Concept mis en place bien avant la conception modulaire, la plateforme est un objet complexe à appréhender et dont il manque dans la littérature une définition claire et acceptée de tous (Pandremenos et al. 2009). Cette difficulté vient principalement pour nous du fait que la plateforme revêt à la fois une dimension physique souvent associée au châssis et une dimension conceptuelle d’architecture (Ulrich 1995, Robertson et Ulrich 1998, Gonzalez-Zugasti 2000). Dans l’industrie automobile où la notion de plateforme est largement utilisée, historiquement une plateforme était le moyen de répartir des investissements (productifs et de développement) sur différents véhicules et donc de profiter d’économies d’échelle. D’abord, en conception de produit, l’usage de plateformes se rapporte à l’utilisation d’un composant commun entre différents produits (Krishnan et Gupta 2001, Erens et Verhulst 1997, Sanderson et Uzumeri 1995, Mtopi Fotso 2006). Par exemple, lorsque Renault développe un nouveau véhicule, malgré la grande diversité que peuvent générer les choix de personnalisation du client final (rapidement supérieure aux 10 millions de véhicules différents), un nombre important de composants est invariable. Cette prise de conscience permet une première définition de la plateforme. En effet, la plateforme peut se définir comme l’ensemble ou un sous-ensemble des composants invariants dans une famille de produits et cela inclut les interfaces (Pandremenos et al. 2009, Chen et Liu 2005, Dahmus et al. 2001). La plateforme, une fois construite, représente donc l’architecture du produit ainsi qu’un certain nombre de composants stables.

La plateforme est donc la première approche de conception de produit permettant une diversification de l’offre qui aboutira aujourd’hui à la personnalisation de masse. En effet, la définition d’un élément stable commun à différents produits induit que les entreprises peuvent facilement proposer une diversité de produits en changeant quelques composants supplémentaires. Par l’addition de quelques composants de différentiation, les entreprises peuvent donc à la fois différencier un produit par rapport à un autre et optimiser leurs économies d’échelle (Meyer et Lehnerd 1997, Gonzalez-Zugasti 2000, Gonzalez-Zugasti et al. 2000, Sanderson et Uzumeri 1995, Sanderson 1991).

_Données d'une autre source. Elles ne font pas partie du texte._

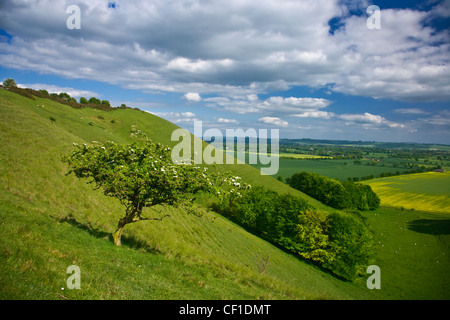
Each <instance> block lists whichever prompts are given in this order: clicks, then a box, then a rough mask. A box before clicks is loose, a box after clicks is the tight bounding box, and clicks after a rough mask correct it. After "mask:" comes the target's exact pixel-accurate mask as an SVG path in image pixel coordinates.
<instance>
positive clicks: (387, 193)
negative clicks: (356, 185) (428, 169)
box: [367, 172, 450, 213]
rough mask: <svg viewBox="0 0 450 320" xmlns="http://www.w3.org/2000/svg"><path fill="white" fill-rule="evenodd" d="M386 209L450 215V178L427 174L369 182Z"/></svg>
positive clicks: (441, 176)
mask: <svg viewBox="0 0 450 320" xmlns="http://www.w3.org/2000/svg"><path fill="white" fill-rule="evenodd" d="M367 184H369V185H370V186H371V187H372V189H373V190H374V191H375V192H376V193H377V194H378V196H380V197H381V199H382V205H384V206H390V207H397V208H403V209H404V210H421V211H427V212H439V213H450V174H449V173H448V172H445V173H440V172H427V173H418V174H411V175H403V176H398V177H387V178H382V179H375V180H371V181H368V182H367Z"/></svg>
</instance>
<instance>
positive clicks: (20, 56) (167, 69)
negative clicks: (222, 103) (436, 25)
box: [0, 0, 450, 106]
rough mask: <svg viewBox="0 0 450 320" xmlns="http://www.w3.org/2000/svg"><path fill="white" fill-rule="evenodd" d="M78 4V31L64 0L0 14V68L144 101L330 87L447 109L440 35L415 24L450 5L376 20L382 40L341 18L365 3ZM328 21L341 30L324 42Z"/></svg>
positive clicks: (180, 1) (250, 1)
mask: <svg viewBox="0 0 450 320" xmlns="http://www.w3.org/2000/svg"><path fill="white" fill-rule="evenodd" d="M361 3H362V4H361ZM77 4H78V5H79V6H80V9H81V29H80V30H68V29H67V28H66V19H67V18H68V14H67V13H66V9H67V7H68V5H69V4H68V3H67V2H66V1H58V2H51V1H29V2H26V3H25V2H21V3H18V2H8V3H3V4H2V10H1V11H0V28H2V29H4V30H6V31H7V32H8V33H9V34H10V35H11V36H12V39H11V40H8V41H3V42H2V49H1V50H0V51H1V54H0V64H1V65H3V66H7V67H11V68H17V69H24V70H26V69H31V70H35V71H38V72H43V73H51V74H57V75H61V76H64V77H70V78H85V79H86V78H89V79H92V80H100V81H108V82H110V83H113V84H120V85H123V86H124V87H127V88H134V89H140V90H150V91H169V92H180V93H182V92H197V93H198V94H203V93H216V94H217V93H221V94H224V95H226V94H227V93H229V92H230V91H232V92H234V93H235V92H238V91H239V92H240V94H247V95H257V94H260V93H264V92H267V90H270V89H273V88H274V86H278V88H282V87H283V88H284V90H285V89H287V88H290V87H292V86H311V87H322V86H327V85H328V86H329V88H330V89H331V90H333V91H336V92H342V93H346V94H353V95H363V96H370V97H376V98H391V99H398V100H415V101H416V100H422V101H433V100H444V101H448V100H450V81H449V80H450V69H449V67H448V53H449V50H450V44H449V43H450V41H449V34H448V32H445V31H436V30H434V29H432V28H431V27H428V26H425V25H424V24H423V21H424V20H426V19H427V18H430V17H432V16H436V15H437V14H438V13H439V12H440V13H441V15H444V16H447V15H448V14H447V12H448V1H445V2H442V3H440V4H438V5H436V6H435V7H433V8H432V9H431V10H430V11H429V12H425V11H419V10H409V9H403V10H393V9H386V10H383V9H382V12H381V18H382V28H381V29H380V30H368V29H367V28H366V19H367V16H365V15H359V16H358V15H350V14H349V12H352V11H355V10H360V11H361V10H362V9H364V8H363V7H364V6H365V5H366V4H367V1H365V2H357V1H350V0H349V1H339V0H333V1H329V0H318V1H308V2H306V1H294V0H288V1H282V2H280V1H276V0H267V1H263V2H261V1H257V0H248V1H219V0H211V1H208V2H203V1H200V0H192V1H189V2H184V1H170V2H167V1H163V0H155V1H151V2H148V1H143V0H141V1H124V2H120V5H118V6H116V7H115V8H111V7H108V6H107V3H106V2H101V1H88V0H79V1H78V2H77ZM49 16H51V17H52V19H48V17H49ZM336 18H339V19H340V23H341V27H340V28H338V29H336V30H334V32H333V34H330V27H329V21H330V20H331V19H336ZM168 21H170V23H168ZM252 97H253V98H254V97H255V96H252ZM272 102H273V103H276V102H275V101H272ZM304 102H305V101H297V102H296V101H283V102H282V103H283V105H284V106H289V105H291V106H295V104H296V103H304Z"/></svg>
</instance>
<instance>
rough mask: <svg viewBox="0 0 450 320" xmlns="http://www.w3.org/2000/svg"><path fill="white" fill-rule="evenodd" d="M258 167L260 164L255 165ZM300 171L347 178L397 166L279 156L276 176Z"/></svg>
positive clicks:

Plus récemment, les entreprises ont défini des plateformes multi-familles de produits. Cette approche permet à la fois d’adresser plus précisément une cible marketing par chaque famille de produits tout en profitant encore des effets d’échelle d’une plateforme commune à un grand nombre de produits finis. Si historiquement la plateforme définissait la famille de produits, on voit bien qu’aujourd’hui ce n’est plus le cas. Les produits d’une famille partagent aujourd’hui plus de composants que la seule plateforme qu’ils partagent avec des produits d’autres familles. Au vu de notre lecture, il nous apparaît important de dire que les articles traitant de plateformes s’appuient sur des systèmes peu complexes (nombre de composants faibles/diversité faible comme les visseuses) ou sur des systèmes complexes (informatique, automobiles) mais gérés en un petit nombre (une dizaine) de sous-systèmes (modules).

Le concept de module dépasse la notion de plateforme et même celle de famille de produits. Avec l’approche modulaire, la plateforme peut alors apparaître à l’échelle d’une famille de produits donnée comme un ensemble de modules sans diversité et à l’échelle de la gamme de produits comme un seul module (la réunion de modules interfacés pouvant toujours être vue comme un module) avec des variantes. Le concept de famille se définit alors autour d’une diversité finie de variantes interchangeables pour les autres modules alternatifs (Dahmus et al., 2001). Remarquons tout de même que la plateforme, entendue comme la réunion des composants sans diversité pour une famille de produits, peut potentiellement répondre à plusieurs fonctions, ce qui s’éloigne de la définition d’un module. On peut sans doute plus facilement s’y raccrocher si le module « plateforme » ne regroupe qu’une partie de ces composants stables, c’est d’ailleurs en pratique le cas vu leur grand nombre.